Battle of Picacho Peak - Confederate Pickets Defeat Union Cavalry Patrol

The Skirmish of Picacho Pass (also known as the Battle of Picacho Pass or Peak ) was fought on April 15, 1862 near Picacho Peak, 50 miles (80 km) northwest of Tucson, Arizona, USA. It was fought between a Union cavalry patrol from California and a party of Confederate pickets from Tucson, and 3 Union soldiers were killed. The engagement was a tactical draw, as both sides withdrew from the field. Though actually little more than a skirmish, it has been considered the western-most engagement of the American Civil War, although a few weeks earlier a skirmish between Union and Confederate troops had occurred farther west at Stanwix Station with no fatalities, one Union private having received a shoulder wound. (There was also a July 1862 battle at Apache Pass in Arizona, fought between Union cavalry and Apache led by Cochise; however, since Cochise killed Union and Confederate troops with impartiality, this should be differentiated as a Civil War era engagement but not actually a Civil War battle.)
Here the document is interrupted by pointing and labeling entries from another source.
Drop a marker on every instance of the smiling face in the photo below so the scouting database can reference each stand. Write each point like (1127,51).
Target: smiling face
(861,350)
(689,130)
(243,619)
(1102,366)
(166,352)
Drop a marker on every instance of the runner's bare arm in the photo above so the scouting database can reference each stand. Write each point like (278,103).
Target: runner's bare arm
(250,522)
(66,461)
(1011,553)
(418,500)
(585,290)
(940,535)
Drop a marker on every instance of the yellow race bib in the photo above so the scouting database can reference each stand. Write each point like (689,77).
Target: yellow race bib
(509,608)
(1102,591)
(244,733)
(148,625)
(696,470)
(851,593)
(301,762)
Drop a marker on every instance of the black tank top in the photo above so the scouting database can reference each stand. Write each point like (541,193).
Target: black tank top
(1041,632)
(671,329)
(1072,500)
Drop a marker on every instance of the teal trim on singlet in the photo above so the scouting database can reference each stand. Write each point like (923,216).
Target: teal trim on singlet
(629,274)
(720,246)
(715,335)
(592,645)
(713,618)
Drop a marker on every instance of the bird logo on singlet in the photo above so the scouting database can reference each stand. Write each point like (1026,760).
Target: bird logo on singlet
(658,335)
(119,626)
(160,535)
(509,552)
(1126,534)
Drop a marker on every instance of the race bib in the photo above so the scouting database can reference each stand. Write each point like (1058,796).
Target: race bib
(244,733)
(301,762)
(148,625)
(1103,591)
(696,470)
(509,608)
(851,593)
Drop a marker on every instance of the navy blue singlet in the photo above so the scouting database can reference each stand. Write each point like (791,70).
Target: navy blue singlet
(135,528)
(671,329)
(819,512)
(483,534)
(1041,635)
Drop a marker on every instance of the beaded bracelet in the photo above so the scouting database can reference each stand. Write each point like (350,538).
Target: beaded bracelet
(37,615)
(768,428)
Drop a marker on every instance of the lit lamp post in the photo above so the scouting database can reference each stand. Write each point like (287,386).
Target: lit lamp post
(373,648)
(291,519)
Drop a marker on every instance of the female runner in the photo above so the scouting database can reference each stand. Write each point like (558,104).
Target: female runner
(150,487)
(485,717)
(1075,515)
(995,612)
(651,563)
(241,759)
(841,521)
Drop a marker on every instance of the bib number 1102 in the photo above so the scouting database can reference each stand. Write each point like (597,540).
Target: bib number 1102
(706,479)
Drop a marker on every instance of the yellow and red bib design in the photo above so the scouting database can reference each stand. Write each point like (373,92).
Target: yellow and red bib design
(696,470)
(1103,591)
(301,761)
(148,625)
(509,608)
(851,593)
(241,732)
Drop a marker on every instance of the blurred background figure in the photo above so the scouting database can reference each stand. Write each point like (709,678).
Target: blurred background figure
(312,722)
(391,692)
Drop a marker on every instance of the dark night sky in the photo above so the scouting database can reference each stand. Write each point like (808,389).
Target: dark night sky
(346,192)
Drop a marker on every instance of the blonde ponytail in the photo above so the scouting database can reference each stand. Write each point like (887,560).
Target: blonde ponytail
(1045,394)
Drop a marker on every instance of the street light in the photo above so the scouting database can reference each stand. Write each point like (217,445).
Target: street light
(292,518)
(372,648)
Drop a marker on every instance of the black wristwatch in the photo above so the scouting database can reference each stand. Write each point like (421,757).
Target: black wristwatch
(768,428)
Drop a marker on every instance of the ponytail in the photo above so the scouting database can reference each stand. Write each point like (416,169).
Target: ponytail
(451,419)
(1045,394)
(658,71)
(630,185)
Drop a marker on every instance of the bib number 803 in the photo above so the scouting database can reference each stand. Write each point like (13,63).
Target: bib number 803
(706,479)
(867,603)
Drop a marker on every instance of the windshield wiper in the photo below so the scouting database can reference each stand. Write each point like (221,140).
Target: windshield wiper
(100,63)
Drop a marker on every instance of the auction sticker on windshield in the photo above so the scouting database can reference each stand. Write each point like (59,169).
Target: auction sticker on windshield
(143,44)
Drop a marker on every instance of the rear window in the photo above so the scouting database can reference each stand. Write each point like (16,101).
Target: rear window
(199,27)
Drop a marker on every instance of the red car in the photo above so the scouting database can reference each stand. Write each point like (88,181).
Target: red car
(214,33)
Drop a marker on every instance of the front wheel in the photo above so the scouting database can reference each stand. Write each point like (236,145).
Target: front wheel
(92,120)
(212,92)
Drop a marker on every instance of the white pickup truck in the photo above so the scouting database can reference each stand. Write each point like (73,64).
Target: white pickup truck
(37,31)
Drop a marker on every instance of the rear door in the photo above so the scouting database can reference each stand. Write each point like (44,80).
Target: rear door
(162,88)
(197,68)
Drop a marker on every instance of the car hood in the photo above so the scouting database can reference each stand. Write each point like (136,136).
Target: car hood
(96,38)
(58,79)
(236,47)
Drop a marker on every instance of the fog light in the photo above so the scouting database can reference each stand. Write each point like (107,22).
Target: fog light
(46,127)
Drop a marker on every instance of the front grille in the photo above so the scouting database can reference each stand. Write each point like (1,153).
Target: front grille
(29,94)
The skirmish took place on a slight rise overlooking Picacho Pass, a narrowing of the historic desert road along the Overland Stage route. This is a transportation corridor still channeling the transcontinental railroad and an interstate highway between a volcanic peak and the nearby Picacho mountain range. On April 15, 1862 (some authorities indicate April 16) a cavalry detachment of 14 troops rode into an ambush laid by 10 Confederate scouts from Captain Sherod Hunter’s company of Rangers recently posted at Tucson, 14 miles to the south. Two Union troops were killed on site and one mortally wounded. Three others were also wounded.